I have a computation with a matrix(88147*2000) and it runs very slow.
So I want to use openMP to speed it up. This is my first time to use
openMP so I just use it in "loop-for".
This is my code:
#include<iostream>
#include<fstream>
#include<math.h>
#include<omp.h>
using namespace std;
#define LONGTH 88147
int label[LONGTH] ;
float data[LONGTH][2000] ;
float w[2000];
float e[2000];
void Input()
{
ifstream fin;
float a;
fin.open("/home/data.train");
if (!fin)
{
cout << "file error";
return;
}
for (int i = 0; i < LONGTH; i++)
{
fin >> a;
label[i] = int(a);
for (int j = 0; j < 2000; j++)
{
fin>>data[i][j];
}
}
fin.close();
cout<<"input over"<<endl;
return;
}
void Initial()
{
for (int i = 0; i < 2000; i++)
{
w[i] = 1;
e[i] = 1;
}
return;
}
bool End()
{
for (int i = 0; i < 2000; i++)
{
if (fabs(e[i])>pow(0.1, 6))
return 0;
}
return 1;
}
float Tkj(int i, int j, int k,float w[2000])
{
return w[i] * data[k][i] - w[j] * data[k][j];
}
float En(int n)//*computation*
{
float result = 0;
#pragma omp parallel for num_threads(64) reduction(+:result)

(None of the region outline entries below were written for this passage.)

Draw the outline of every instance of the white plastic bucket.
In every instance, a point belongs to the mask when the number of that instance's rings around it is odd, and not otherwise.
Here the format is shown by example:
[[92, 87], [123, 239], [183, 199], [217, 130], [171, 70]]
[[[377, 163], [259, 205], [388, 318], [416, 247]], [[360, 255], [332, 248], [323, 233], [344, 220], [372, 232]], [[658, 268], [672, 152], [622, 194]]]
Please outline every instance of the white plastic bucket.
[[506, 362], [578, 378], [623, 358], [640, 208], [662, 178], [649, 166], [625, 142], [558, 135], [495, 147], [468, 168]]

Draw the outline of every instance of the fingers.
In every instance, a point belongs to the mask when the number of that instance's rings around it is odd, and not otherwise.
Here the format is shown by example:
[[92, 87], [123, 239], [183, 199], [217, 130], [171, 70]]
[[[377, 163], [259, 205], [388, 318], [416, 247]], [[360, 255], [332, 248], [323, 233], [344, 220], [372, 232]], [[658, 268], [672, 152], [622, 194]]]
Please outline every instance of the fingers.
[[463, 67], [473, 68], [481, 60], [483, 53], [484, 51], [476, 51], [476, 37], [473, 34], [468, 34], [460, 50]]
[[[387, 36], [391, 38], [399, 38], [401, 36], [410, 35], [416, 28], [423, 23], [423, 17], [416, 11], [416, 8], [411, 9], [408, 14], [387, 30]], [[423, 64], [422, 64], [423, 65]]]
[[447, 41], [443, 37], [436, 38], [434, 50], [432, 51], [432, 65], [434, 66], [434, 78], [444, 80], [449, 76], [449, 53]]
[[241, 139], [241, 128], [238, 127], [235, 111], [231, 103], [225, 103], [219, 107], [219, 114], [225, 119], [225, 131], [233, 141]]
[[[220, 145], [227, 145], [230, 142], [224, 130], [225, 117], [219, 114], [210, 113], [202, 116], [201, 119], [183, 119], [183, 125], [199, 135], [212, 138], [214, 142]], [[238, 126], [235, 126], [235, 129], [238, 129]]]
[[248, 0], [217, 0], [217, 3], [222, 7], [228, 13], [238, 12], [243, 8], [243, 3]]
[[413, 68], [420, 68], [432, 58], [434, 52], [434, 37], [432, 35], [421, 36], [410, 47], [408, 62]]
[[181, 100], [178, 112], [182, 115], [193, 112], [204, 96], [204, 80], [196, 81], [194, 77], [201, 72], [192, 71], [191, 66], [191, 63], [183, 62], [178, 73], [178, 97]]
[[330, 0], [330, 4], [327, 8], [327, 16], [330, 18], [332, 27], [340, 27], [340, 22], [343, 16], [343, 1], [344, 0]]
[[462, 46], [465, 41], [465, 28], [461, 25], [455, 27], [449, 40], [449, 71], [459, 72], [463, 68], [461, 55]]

for (int k = 0; k < LONGTH; k++)
{
int tnum = omp_get_thread_num();
float tmp = 0;
int i = label[k] - 1;
for (int j = 0; j < 2000; j++)
{
if (j != i)
{
float l = 0;
if (n == i)
{
l = data[k][i];
float e = exp(Tkj(i, j, k,w));
tmp = tmp + (-e*l) / pow(1 + e, 2);
}
else if (n == j)
{
l = -data[k][j];
float e = exp(Tkj(i, j, k,w));
tmp = tmp + (-e*l) / pow(1 + e, 2);
}
else
{
continue;
}
}
}
result = result + tmp;
}
return result;
}
float Ex(float w[2000])
{
float result = 0;
#pragma omp parallel for num_threads(64) reduction(+:result)
for (int k = 0; k < LONGTH; k++)
{
int i = label[k] - 1;
float tmp = 0;
int tnum = omp_get_thread_num();
for (int j = 0; j < 2000; j++)
{
if (j != i)
{
tmp = tmp + 1 / (1 + exp(Tkj(i,j,k,w)));
}
}
result = result+tmp;
}
return result;
}
int main()
{
Input();
Initial();
float w2[2000] = { 0 };
float b = pow(0.1,5);
int times = 0;
while (!End()&×<=30000)
{
times++;
cout<<times<<endl;
for (int i = 0; i < 2000; i++)
{
e[i] = En(i);
w2[i] = w[i] - b*e[i];
}
if (Ex(w2)<=Ex(w))//better
{
b = b * 2;
for (int i = 0; i < 2000; i++)
w[i] = w2[i];
}
else//worser
{
b = b / 2;
}
}
ofstream fout("/home/w.txt");
for(int i=0;i<2000;i++)
{
fout<<w[i]<<' ';
}
fout.close();
return 0;
}
The function 'En' costs most of time,so I use "#pragma omp parallel for num_threads(64) reduction(+:result)"to speed it up.
I run it in a CentOS server which has 32 cores and use "-fopenmp" to compile it.But it doesn't be a little quicker.
How can I speed this program up more?